Is a New Iron Curtain Descending Across Russia’s internet?
In a letter to Russian customers obtained by The Washington Post, Cogent cited “economic sanctions” and “the increasingly uncertain security situation” as the motives behind its total shutdown in the country. Cogent similarly told The Verge that it “terminated its contracts” with Russian customers in compliance with the European Union’s move to ban Russian state-backed media outlets.
As Doug Madory, an internet analyst at network tracking company Kentik points out… unplugging Russia from Cogent’s global network will likely result in slower connectivity, but won’t completely disconnect Russians from the internet… Traffic from Cogent’s former customers will instead fall back on other backbone providers in the country, potentially resulting in network congestion. There isn’t any indication as to whether other internet backbone providers will also suspend services in Russia.

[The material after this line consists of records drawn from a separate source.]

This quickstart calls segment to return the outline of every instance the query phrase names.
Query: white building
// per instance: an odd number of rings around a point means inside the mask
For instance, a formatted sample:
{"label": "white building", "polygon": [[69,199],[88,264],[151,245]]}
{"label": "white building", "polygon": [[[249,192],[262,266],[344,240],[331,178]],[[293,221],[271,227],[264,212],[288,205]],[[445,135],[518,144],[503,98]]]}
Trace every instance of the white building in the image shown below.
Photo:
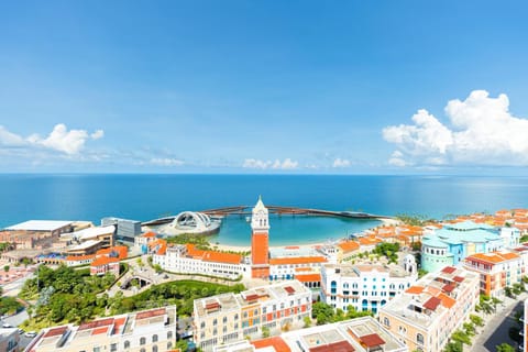
{"label": "white building", "polygon": [[310,315],[311,292],[297,280],[217,295],[195,300],[194,339],[198,348],[211,351],[245,337],[262,337],[263,327],[272,332],[300,328]]}
{"label": "white building", "polygon": [[356,310],[376,312],[417,279],[413,255],[406,256],[405,267],[395,264],[327,264],[321,268],[321,299],[344,311],[352,305]]}
{"label": "white building", "polygon": [[251,265],[233,253],[197,250],[194,244],[167,246],[164,254],[154,254],[153,263],[172,273],[201,274],[235,279],[251,277]]}
{"label": "white building", "polygon": [[176,341],[176,307],[164,307],[42,330],[31,352],[162,352]]}

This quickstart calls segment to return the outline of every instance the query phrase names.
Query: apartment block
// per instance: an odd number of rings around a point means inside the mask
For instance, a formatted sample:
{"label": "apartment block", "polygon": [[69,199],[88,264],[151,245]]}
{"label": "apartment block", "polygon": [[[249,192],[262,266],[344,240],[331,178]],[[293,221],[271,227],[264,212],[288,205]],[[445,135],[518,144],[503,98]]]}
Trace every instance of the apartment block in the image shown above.
{"label": "apartment block", "polygon": [[162,352],[176,344],[176,306],[42,330],[26,352]]}
{"label": "apartment block", "polygon": [[212,351],[218,344],[261,336],[263,327],[301,327],[310,315],[311,292],[298,280],[217,295],[195,300],[194,338],[198,348]]}
{"label": "apartment block", "polygon": [[440,352],[479,302],[479,274],[446,266],[380,309],[378,320],[409,351]]}
{"label": "apartment block", "polygon": [[356,310],[375,314],[417,279],[413,255],[405,258],[405,267],[396,264],[327,264],[321,268],[321,298],[333,308],[344,311],[353,306]]}

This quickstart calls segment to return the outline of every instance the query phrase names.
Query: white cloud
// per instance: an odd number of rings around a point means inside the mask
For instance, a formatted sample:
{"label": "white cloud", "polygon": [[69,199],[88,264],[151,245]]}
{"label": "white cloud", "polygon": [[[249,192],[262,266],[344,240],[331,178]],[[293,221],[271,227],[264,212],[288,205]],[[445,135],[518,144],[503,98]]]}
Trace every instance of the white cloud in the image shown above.
{"label": "white cloud", "polygon": [[242,164],[242,167],[244,167],[244,168],[260,168],[260,169],[266,169],[266,168],[293,169],[293,168],[297,168],[298,165],[299,165],[298,162],[294,162],[289,157],[285,158],[284,162],[280,162],[278,158],[275,160],[274,162],[272,162],[272,161],[261,161],[261,160],[256,160],[256,158],[246,158],[246,160],[244,160],[244,163]]}
{"label": "white cloud", "polygon": [[42,139],[38,134],[32,134],[24,139],[0,127],[0,145],[29,148],[45,147],[68,155],[75,155],[84,148],[86,141],[89,139],[101,139],[103,135],[105,132],[102,130],[98,130],[89,135],[86,130],[68,131],[64,123],[58,123],[53,128],[53,131],[46,139]]}
{"label": "white cloud", "polygon": [[151,164],[160,165],[160,166],[182,166],[184,162],[177,158],[170,157],[154,157],[151,158]]}
{"label": "white cloud", "polygon": [[474,90],[464,101],[455,99],[446,106],[451,127],[419,110],[414,124],[383,130],[384,139],[397,147],[388,163],[528,165],[528,120],[514,117],[508,106],[506,95],[491,98],[485,90]]}
{"label": "white cloud", "polygon": [[3,146],[21,146],[26,142],[23,138],[12,132],[9,132],[3,125],[0,125],[0,145]]}
{"label": "white cloud", "polygon": [[105,136],[105,131],[97,130],[96,132],[91,133],[90,136],[91,136],[92,140],[102,139]]}
{"label": "white cloud", "polygon": [[345,158],[338,157],[333,161],[332,167],[349,167],[350,161]]}

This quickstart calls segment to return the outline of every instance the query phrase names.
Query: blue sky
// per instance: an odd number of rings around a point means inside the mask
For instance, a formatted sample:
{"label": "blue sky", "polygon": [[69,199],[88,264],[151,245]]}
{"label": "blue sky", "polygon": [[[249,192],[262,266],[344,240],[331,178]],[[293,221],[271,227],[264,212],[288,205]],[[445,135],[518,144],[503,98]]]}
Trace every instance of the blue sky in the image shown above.
{"label": "blue sky", "polygon": [[527,7],[1,2],[0,172],[522,174]]}

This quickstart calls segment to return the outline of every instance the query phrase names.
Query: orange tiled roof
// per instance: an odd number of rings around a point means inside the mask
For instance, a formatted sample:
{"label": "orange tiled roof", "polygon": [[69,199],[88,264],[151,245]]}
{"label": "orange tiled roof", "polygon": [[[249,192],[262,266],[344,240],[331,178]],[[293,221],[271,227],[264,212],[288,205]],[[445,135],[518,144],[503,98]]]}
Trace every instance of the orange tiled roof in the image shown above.
{"label": "orange tiled roof", "polygon": [[316,283],[321,280],[321,274],[297,274],[295,278],[301,283]]}
{"label": "orange tiled roof", "polygon": [[289,346],[286,344],[286,342],[284,342],[283,338],[280,337],[254,340],[254,341],[251,341],[251,344],[253,344],[255,349],[273,348],[275,352],[292,351]]}
{"label": "orange tiled roof", "polygon": [[327,258],[323,256],[274,257],[270,260],[271,265],[309,264],[309,263],[326,263],[326,262],[327,262]]}
{"label": "orange tiled roof", "polygon": [[380,242],[383,242],[383,241],[380,240],[378,238],[373,238],[373,237],[359,238],[358,241],[360,242],[361,245],[377,244],[377,243],[380,243]]}
{"label": "orange tiled roof", "polygon": [[242,255],[234,253],[222,253],[216,251],[206,251],[204,257],[201,258],[205,262],[217,262],[226,264],[240,264],[242,262]]}
{"label": "orange tiled roof", "polygon": [[519,255],[510,252],[498,253],[475,253],[466,257],[466,260],[474,260],[479,262],[490,263],[490,264],[498,264],[502,262],[510,261],[518,258]]}
{"label": "orange tiled roof", "polygon": [[438,295],[438,298],[441,299],[442,306],[446,307],[446,308],[448,308],[448,309],[451,308],[451,307],[453,307],[454,304],[457,304],[457,299],[451,298],[451,297],[449,297],[449,296],[446,295],[446,294],[440,294],[440,295]]}
{"label": "orange tiled roof", "polygon": [[68,255],[66,256],[66,261],[68,262],[75,262],[75,261],[87,261],[87,260],[92,260],[95,258],[95,254],[87,254],[87,255]]}
{"label": "orange tiled roof", "polygon": [[94,262],[91,262],[90,266],[101,266],[110,263],[119,263],[119,260],[117,257],[99,256]]}
{"label": "orange tiled roof", "polygon": [[424,286],[410,286],[405,290],[406,294],[419,295],[424,292]]}
{"label": "orange tiled roof", "polygon": [[343,251],[343,252],[351,252],[351,251],[356,251],[360,249],[360,244],[355,241],[345,241],[341,242],[338,244],[338,246]]}

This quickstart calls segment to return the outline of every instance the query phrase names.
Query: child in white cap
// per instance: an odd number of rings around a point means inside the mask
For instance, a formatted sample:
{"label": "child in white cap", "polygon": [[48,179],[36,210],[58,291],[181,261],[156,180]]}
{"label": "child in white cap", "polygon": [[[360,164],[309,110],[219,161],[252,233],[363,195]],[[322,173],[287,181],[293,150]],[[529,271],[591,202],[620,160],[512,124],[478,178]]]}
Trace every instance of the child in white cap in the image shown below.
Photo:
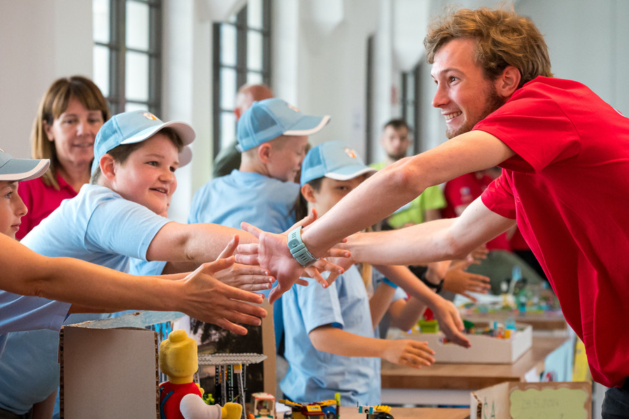
{"label": "child in white cap", "polygon": [[[0,354],[8,332],[58,332],[72,311],[70,303],[96,311],[177,309],[205,315],[210,304],[198,299],[203,300],[203,292],[208,301],[215,280],[203,269],[181,281],[138,278],[77,259],[46,257],[17,242],[15,232],[28,209],[16,193],[20,183],[41,176],[48,166],[48,159],[16,159],[0,150]],[[241,294],[234,291],[234,297]]]}
{"label": "child in white cap", "polygon": [[[158,215],[170,204],[175,171],[190,161],[185,146],[194,139],[194,131],[184,122],[164,122],[142,111],[115,115],[96,135],[91,184],[64,201],[22,243],[45,256],[76,257],[126,271],[133,257],[200,264],[215,260],[234,234],[254,241],[234,229],[183,225]],[[254,275],[263,271],[253,269]],[[268,275],[258,276],[270,283]],[[215,285],[217,324],[240,334],[246,329],[233,322],[260,324],[257,318],[265,311],[244,302],[261,302],[259,295],[244,292],[243,301],[236,301],[227,296],[230,287]],[[70,322],[73,319],[83,320],[73,317]],[[24,414],[53,393],[59,384],[58,341],[58,334],[48,330],[10,334],[0,358],[0,408]]]}
{"label": "child in white cap", "polygon": [[[301,194],[309,210],[322,215],[374,171],[341,143],[324,143],[304,159]],[[290,367],[280,386],[294,402],[325,400],[340,392],[344,406],[377,404],[380,358],[416,368],[434,362],[424,342],[377,339],[379,318],[372,316],[355,265],[328,288],[293,287],[281,301]]]}

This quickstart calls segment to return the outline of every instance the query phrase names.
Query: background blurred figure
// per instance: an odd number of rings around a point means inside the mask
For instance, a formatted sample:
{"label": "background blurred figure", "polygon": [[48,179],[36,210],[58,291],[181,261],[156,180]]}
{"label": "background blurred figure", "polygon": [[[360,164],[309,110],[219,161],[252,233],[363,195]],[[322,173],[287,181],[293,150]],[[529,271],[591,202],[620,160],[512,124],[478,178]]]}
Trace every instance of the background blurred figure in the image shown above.
{"label": "background blurred figure", "polygon": [[[380,144],[386,152],[386,159],[384,162],[374,163],[371,166],[380,170],[405,157],[410,144],[408,124],[404,120],[393,119],[384,124]],[[391,228],[398,229],[438,220],[441,218],[440,211],[445,205],[445,199],[440,187],[431,186],[391,214],[386,219],[386,224]],[[387,229],[387,227],[383,227],[383,229]]]}
{"label": "background blurred figure", "polygon": [[59,78],[41,99],[31,134],[31,155],[50,159],[43,176],[20,183],[18,193],[29,208],[15,235],[21,240],[89,181],[96,132],[110,116],[107,101],[91,80]]}
{"label": "background blurred figure", "polygon": [[[236,94],[236,108],[233,110],[236,121],[254,101],[271,97],[273,97],[273,93],[266,85],[243,85],[240,86]],[[229,175],[232,170],[240,166],[240,152],[236,150],[237,143],[238,142],[234,139],[231,144],[221,150],[216,156],[216,159],[214,160],[212,177],[219,178]]]}

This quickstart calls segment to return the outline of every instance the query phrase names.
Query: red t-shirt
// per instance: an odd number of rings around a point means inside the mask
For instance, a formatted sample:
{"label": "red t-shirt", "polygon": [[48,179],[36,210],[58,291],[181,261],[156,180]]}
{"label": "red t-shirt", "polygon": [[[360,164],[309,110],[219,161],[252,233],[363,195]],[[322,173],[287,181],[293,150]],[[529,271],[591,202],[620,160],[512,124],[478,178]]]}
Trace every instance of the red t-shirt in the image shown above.
{"label": "red t-shirt", "polygon": [[538,77],[474,129],[516,152],[483,193],[515,218],[595,380],[629,376],[629,120],[576,82]]}
{"label": "red t-shirt", "polygon": [[[460,205],[469,205],[472,201],[481,196],[489,184],[493,180],[487,175],[479,176],[476,173],[467,173],[446,183],[443,189],[447,206],[441,210],[442,218],[454,218],[456,215],[456,207]],[[498,237],[487,242],[487,248],[490,250],[511,250],[507,233],[503,233]]]}
{"label": "red t-shirt", "polygon": [[57,173],[57,182],[59,183],[59,190],[45,185],[41,178],[20,183],[17,193],[29,208],[29,212],[22,218],[22,224],[15,234],[15,239],[22,240],[27,233],[56,210],[62,201],[76,196],[78,192],[59,173]]}
{"label": "red t-shirt", "polygon": [[181,414],[181,399],[189,394],[201,397],[195,383],[173,384],[166,381],[159,385],[159,411],[161,419],[184,419]]}

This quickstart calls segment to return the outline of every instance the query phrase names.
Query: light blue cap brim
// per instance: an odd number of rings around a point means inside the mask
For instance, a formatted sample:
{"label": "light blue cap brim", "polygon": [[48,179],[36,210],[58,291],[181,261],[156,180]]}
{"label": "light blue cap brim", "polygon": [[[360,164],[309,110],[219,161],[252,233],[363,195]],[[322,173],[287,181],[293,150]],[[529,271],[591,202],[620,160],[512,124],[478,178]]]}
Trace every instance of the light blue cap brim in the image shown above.
{"label": "light blue cap brim", "polygon": [[45,173],[50,165],[48,159],[14,159],[7,153],[3,157],[8,158],[0,166],[0,180],[19,182],[38,178]]}

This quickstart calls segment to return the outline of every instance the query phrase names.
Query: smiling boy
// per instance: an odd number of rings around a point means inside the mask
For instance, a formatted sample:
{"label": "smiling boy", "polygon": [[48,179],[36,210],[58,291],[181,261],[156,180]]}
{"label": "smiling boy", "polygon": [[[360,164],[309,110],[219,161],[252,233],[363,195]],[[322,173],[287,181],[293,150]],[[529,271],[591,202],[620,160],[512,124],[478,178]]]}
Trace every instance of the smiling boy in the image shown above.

Digital rights activists have criticized Cogent’s decision to disconnect itself from Russia, arguing that it could prevent Russian civilians from accessing credible information about the invasion. “Cutting Russians off from internet access cuts them off from sources of independent news and the ability to organize anti-war protests,” Eva Galperin, the director of cybersecurity at the digital rights group Electronic Frontier Foundation, said on Twitter….
Cogent’s goal is to prevent the Russian government from using the company’s networks for cyberattacks and propaganda, The Post reports.
The Post argues that on a larger scale,”these moves bring Russia closer to the day when its online networks face largely inward, their global connections weakened, if not cut off entirely.”
“I am very afraid of this,” said Mikhail Klimarev, executive director of the Internet Protection Society, which advocates for digital freedoms in Russia. “I would like to convey to people all over the world that if you turn off the Internet in Russia, then this means cutting off 140 million people from at least some truthful information. As long as the Internet exists, people can find out the truth. There will be no Internet — all people in Russia will only listen to propaganda….”
[E]ven two weeks ago, Russia’s Internet was comparatively free and integrated into the larger online world, allowing civil society to organize, opposition figures to deliver their messages and ordinary Russians to gain ready access to alternative sources of news in an era when Putin was strangling his nation’s free newspapers and broadcast stations…. Patrick Boehler, head of digital strategy at Radio Free Europe, said CrowdTangle data showed that independent news stories in the Russian language worldwide were getting shared many more times on social media than stories from state-run media. He said that once the Kremlin lost control of the narrative, it would have been hard to regain.
Now the last independent journalistic outposts are gone, and the Internet options are increasingly constricted through a combination of forces — all spurred by war in Ukraine but coming from both within and outside Russia…. Government censors also blocked access to the BBC, Voice of America, Radio Free Europe/Radio Liberty and Deutsche Welle, as well as major Ukrainian websites. The BBC, CNN and other international news organizations said they were suspending reporting in Russia because of a new law that could result in 15 years of prison for publishing what government officials deem false news on the war.
Meanwhile, Politico reminds us that even Oracle has shut down its Russian cloud service operations.
Laura Manley, the executive director of Harvard University’s Shorenstein Center on Media, Politics and Public Policy, said Russia is creating a perfect situation to control its narrative and limit outside coverage of its Ukrainian invasion by Western social media sources. “You have the lack of eyewitness information because you have critical infrastructure being shut off,” she said. “So it’s sort of a worst case scenario in terms of getting real-time accurate information.”